The accused student had left the school but was found a short while after the cops arrived. The victim was taken to the hospital with non-life-threatening injuries and released the same evening.
"The school resource officer was on-scene and responded immediately. The victim was transported to University of Maryland Shock Trauma Center with injuries believed to be non-life-threatening," the police department said in a statement.
Police said the two students knew each other before the incident. However, further details about their relationship or the circumstances that led to the stabbing were not immediately released.
"We're still investigating the nature of the relationship between these two students. We are certainly looking into whether there had been any sort of romantic involvement in the past. At this point, it's still under active investigation," Howard County police spokeswoman Sherry Llewellyn was quoted saying.
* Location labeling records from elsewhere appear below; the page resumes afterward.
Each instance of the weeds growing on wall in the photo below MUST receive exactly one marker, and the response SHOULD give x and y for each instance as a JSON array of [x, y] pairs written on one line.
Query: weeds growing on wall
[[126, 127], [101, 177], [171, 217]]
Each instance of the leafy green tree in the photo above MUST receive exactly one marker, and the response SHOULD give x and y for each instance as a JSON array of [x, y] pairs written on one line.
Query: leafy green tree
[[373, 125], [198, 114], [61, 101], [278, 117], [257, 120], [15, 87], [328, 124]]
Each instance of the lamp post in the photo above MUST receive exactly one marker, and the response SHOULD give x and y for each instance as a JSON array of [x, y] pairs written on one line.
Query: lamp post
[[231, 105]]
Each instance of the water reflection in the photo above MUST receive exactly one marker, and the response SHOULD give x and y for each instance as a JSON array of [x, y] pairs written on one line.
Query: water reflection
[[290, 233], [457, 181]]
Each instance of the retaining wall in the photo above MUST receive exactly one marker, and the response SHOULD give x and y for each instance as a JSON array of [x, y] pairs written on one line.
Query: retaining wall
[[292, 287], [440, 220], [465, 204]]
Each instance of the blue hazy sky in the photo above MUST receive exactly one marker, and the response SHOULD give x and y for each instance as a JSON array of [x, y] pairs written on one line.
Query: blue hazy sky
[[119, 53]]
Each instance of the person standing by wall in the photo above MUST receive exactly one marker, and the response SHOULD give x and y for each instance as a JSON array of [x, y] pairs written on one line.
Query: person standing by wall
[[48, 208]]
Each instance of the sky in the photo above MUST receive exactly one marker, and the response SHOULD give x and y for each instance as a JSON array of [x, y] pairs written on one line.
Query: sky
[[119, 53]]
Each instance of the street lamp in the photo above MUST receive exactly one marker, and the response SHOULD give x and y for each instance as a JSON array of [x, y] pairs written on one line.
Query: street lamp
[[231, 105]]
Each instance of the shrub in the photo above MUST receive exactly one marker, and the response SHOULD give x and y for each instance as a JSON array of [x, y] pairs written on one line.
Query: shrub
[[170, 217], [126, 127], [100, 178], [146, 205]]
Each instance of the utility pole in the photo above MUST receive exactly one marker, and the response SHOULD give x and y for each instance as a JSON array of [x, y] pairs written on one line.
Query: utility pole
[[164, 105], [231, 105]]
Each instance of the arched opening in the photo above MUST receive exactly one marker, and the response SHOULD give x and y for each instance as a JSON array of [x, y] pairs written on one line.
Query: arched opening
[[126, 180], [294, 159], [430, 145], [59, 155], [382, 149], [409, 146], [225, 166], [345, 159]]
The school was placed under a modified lockdown that was eventually lifted. Students were dismissed at the usual time and took part in after-school activities. Parents reportedly could not contact their children for some time while the lockdown was in place.
Police told WUSA9 that a fight had broken out near the football field and led to the teenager stabbing her fellow high schooler.
Parents and residents expressed concern after hearing about the stabbing incident.
"I'm extremely concerned. I'm very concerned for the student who was injured and for all the students who were impacted by this today," Nicole Salvia, a parent living in Hammond, told WBAL-TV 11 Baltimore.
"I really feel bad again for the kids that had to experience this and then now they're trying to make sense of this trauma," Nicole Christy, who lives in Columbia, told CBS News.